Sechs Platy-Farbvarianten nebeneinander – die Vielfalt ist kaum zu überbieten
Das richtige Aquarium für Platys
Platys sind aktive Schwimmer, die alle Wasserschichten nutzen. Sie benötigen ausreichend Schwimmraum, aber auch Rückzugsmöglichkeiten durch dichte Bepflanzung. Ein gut strukturiertes Aquarium mit Pflanzen, Wurzeln und einigen Steinen entspricht am ehesten ihrem natürlichen Lebensraum.
| Beckengröße | Geeignet für | Empfehlung |
|---|---|---|
| 54 Liter (60 cm) | 5–6 Platys (nur Platy-Becken) | Mindestgröße, wenig Spielraum |
| 80 Liter (70 cm) | 6–8 Platys + Panzerwelse | Guter Einstieg, stabile Wasserwerte |
| 112 Liter (80 cm) | 8–10 Platys + Vergesellschaftung | Ideal für Anfänger |
| 160 Liter (100 cm) | 10–15 Platys + Gesellschaftsbecken | Sehr empfehlenswert |
| 200 Liter+ (120 cm) | Große Gruppe + vielfältige Vergesellschaftung | Für Fortgeschrittene |
Einrichtung und Bepflanzung
Platys lieben dicht bepflanzte Aquarien.
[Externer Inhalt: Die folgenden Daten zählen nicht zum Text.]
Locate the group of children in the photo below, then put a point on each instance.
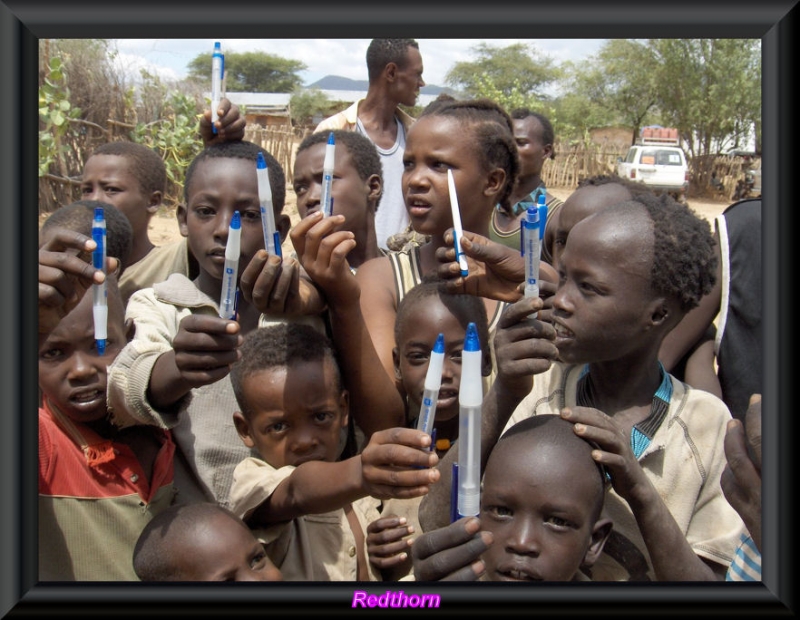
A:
(283, 443)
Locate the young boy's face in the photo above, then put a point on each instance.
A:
(219, 187)
(223, 550)
(71, 373)
(413, 353)
(433, 145)
(604, 306)
(108, 178)
(351, 194)
(297, 413)
(539, 502)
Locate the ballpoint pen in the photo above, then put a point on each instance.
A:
(470, 398)
(272, 238)
(541, 205)
(100, 305)
(430, 394)
(217, 71)
(227, 299)
(458, 232)
(530, 241)
(326, 203)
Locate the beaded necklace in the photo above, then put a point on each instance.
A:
(642, 432)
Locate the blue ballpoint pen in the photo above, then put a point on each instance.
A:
(217, 72)
(458, 232)
(100, 305)
(530, 240)
(272, 238)
(470, 399)
(326, 202)
(227, 299)
(430, 394)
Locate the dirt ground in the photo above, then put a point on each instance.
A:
(164, 226)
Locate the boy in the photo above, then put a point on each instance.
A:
(310, 509)
(201, 542)
(98, 486)
(174, 373)
(541, 505)
(627, 275)
(356, 189)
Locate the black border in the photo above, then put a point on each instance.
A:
(22, 23)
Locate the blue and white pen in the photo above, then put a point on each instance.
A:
(326, 202)
(227, 299)
(100, 291)
(542, 206)
(272, 238)
(470, 398)
(217, 72)
(430, 394)
(530, 240)
(458, 232)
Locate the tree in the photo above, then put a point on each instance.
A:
(621, 80)
(513, 71)
(256, 72)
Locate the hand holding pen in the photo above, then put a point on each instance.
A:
(458, 232)
(100, 305)
(272, 238)
(228, 294)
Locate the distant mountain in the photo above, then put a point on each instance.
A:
(337, 82)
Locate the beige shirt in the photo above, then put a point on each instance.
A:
(684, 461)
(309, 548)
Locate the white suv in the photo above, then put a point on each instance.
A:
(661, 167)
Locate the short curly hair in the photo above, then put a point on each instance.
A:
(146, 165)
(383, 51)
(493, 130)
(279, 346)
(684, 253)
(243, 150)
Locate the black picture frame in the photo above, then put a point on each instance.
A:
(23, 23)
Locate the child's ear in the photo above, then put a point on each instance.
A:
(155, 203)
(181, 213)
(600, 533)
(130, 329)
(495, 182)
(284, 224)
(243, 428)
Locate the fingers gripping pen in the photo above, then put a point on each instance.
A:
(217, 71)
(458, 232)
(100, 305)
(433, 381)
(470, 398)
(272, 238)
(327, 177)
(227, 300)
(531, 252)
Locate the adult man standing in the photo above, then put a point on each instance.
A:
(394, 68)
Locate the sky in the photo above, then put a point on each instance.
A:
(169, 58)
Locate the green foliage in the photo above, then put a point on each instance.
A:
(55, 111)
(251, 72)
(173, 136)
(515, 71)
(307, 103)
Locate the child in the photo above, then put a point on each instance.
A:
(98, 486)
(356, 188)
(541, 503)
(473, 139)
(174, 373)
(628, 275)
(133, 178)
(310, 509)
(201, 542)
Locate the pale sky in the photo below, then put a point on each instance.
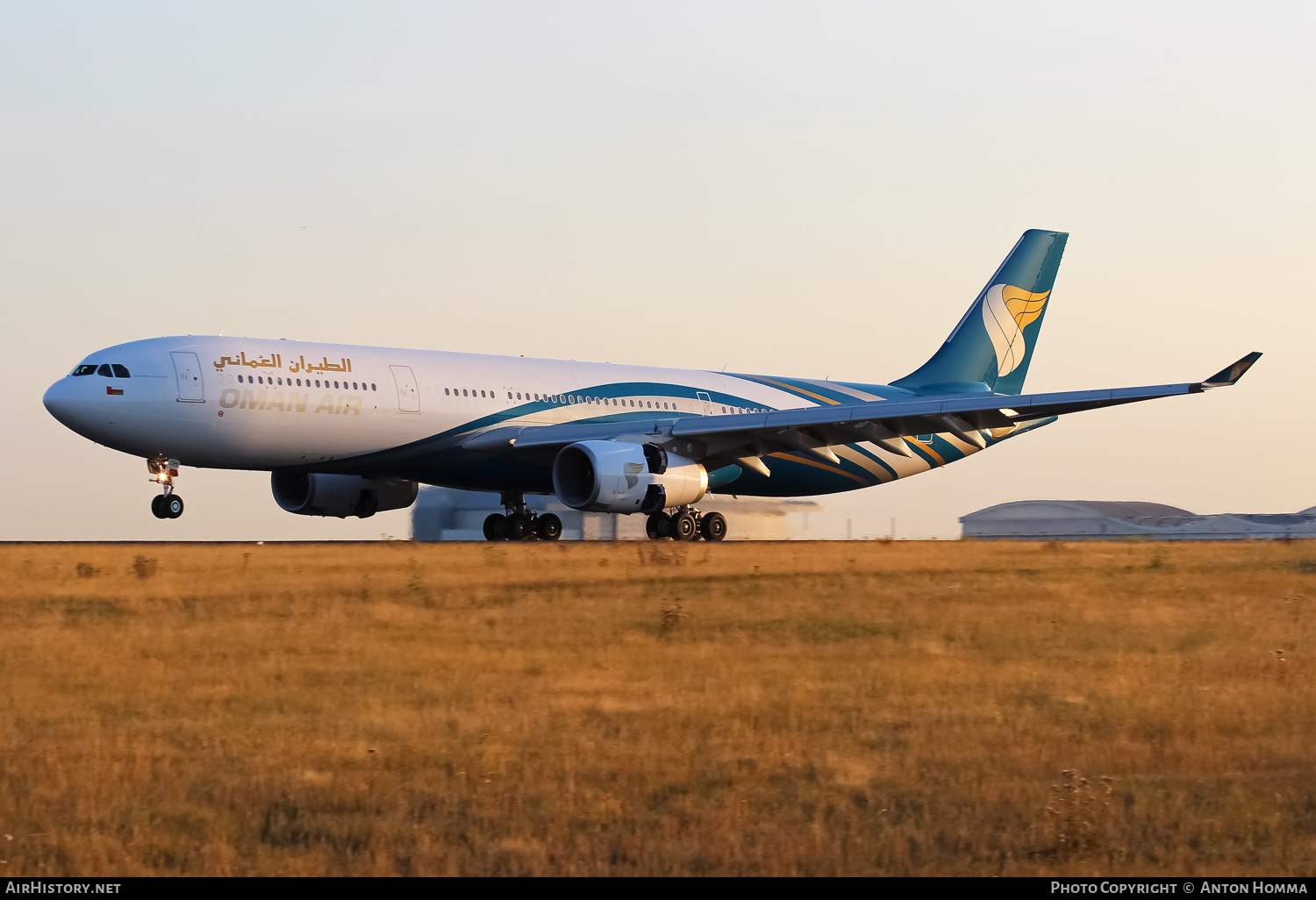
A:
(797, 189)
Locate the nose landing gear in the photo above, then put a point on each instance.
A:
(163, 471)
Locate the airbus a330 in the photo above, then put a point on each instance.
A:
(350, 431)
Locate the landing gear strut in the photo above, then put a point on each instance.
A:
(163, 471)
(521, 524)
(686, 524)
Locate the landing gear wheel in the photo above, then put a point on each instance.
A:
(519, 528)
(549, 526)
(713, 526)
(495, 528)
(684, 528)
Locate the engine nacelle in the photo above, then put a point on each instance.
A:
(626, 478)
(341, 495)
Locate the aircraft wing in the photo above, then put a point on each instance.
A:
(882, 423)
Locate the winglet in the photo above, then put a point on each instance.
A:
(1231, 374)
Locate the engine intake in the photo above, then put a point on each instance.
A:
(340, 495)
(626, 478)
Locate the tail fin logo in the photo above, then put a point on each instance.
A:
(1007, 311)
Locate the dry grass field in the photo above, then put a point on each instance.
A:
(621, 708)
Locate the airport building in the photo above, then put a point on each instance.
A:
(450, 515)
(1108, 520)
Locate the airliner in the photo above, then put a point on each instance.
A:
(350, 431)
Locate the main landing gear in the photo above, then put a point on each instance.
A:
(686, 524)
(163, 471)
(521, 524)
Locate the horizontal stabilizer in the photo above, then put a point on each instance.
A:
(747, 436)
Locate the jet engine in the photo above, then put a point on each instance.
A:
(626, 478)
(341, 495)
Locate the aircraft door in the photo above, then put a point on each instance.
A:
(408, 396)
(187, 371)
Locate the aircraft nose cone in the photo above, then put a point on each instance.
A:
(60, 402)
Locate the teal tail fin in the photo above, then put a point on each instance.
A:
(994, 342)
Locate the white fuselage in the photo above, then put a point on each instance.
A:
(268, 404)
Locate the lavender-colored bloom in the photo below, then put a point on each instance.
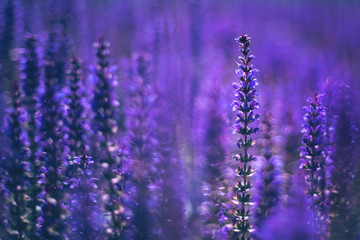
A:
(85, 215)
(2, 201)
(31, 79)
(291, 221)
(54, 213)
(214, 166)
(7, 42)
(345, 158)
(76, 119)
(15, 169)
(245, 105)
(268, 182)
(141, 126)
(170, 214)
(105, 129)
(313, 162)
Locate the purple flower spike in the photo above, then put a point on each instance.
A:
(313, 162)
(245, 94)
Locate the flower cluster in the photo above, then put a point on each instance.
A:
(214, 174)
(105, 129)
(15, 170)
(245, 105)
(268, 183)
(30, 86)
(313, 160)
(53, 210)
(141, 125)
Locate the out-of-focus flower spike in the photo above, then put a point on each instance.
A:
(14, 166)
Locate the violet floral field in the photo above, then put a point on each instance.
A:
(154, 120)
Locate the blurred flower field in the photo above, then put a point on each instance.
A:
(193, 119)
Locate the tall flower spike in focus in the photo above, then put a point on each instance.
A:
(313, 161)
(245, 106)
(30, 86)
(105, 127)
(15, 170)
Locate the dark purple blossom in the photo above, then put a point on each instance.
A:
(142, 142)
(344, 165)
(214, 190)
(15, 169)
(86, 218)
(105, 129)
(169, 182)
(30, 86)
(268, 182)
(313, 161)
(245, 105)
(54, 212)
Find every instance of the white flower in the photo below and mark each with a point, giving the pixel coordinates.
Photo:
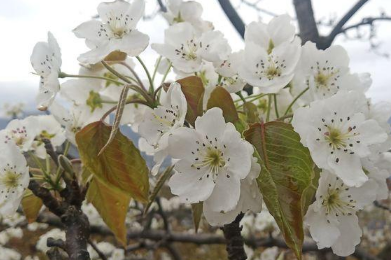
(270, 72)
(21, 132)
(158, 124)
(47, 128)
(326, 72)
(115, 32)
(338, 134)
(46, 61)
(278, 31)
(250, 200)
(332, 217)
(186, 49)
(190, 11)
(74, 119)
(14, 178)
(213, 159)
(270, 55)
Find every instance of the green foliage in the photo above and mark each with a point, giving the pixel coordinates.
(286, 177)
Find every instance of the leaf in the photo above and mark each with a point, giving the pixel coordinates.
(196, 209)
(193, 89)
(221, 98)
(120, 164)
(31, 206)
(120, 110)
(162, 179)
(287, 171)
(112, 205)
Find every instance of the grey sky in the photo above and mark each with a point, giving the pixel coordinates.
(24, 22)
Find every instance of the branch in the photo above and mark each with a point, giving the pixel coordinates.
(233, 16)
(234, 239)
(365, 21)
(338, 27)
(306, 19)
Besonders geeignet sind robuste Pflanzen wie Vallisnerien, Javafarn, Hornkraut, Wasserfreund und Cryptocorynen. Schwimmpflanzen wie Wasserlinsen oder Hornkraut an der Oberfläche bieten Schutz für Jungfische und dimmen das Licht angenehm. Als Bodengrund eignet sich feiner Kies oder Sand – Platys graben gelegentlich im Bodengrund nach Futterresten.
Ein gut laufender Filter ist unverzichtbar. Platys sind zwar robust, aber schlechte Wasserqualität macht auch ihnen zu schaffen. Die Filterleistung sollte mindestens das 3–5-fache des Beckenvolumens pro Stunde betragen. Ein Heizstab hält die Temperatur stabil bei 24–26 °C.
Wasserwerte und Wasserqualität
Platys sind im Vergleich zu vielen anderen tropischen Aquarienfischen sehr tolerant gegenüber verschiedenen Wasserwerten. Sie bevorzugen hartes, leicht alkalisches Wasser – genau das, was in vielen deutschen Haushalten aus dem Hahn kommt. Das macht sie zum idealen Einsteigerfisch.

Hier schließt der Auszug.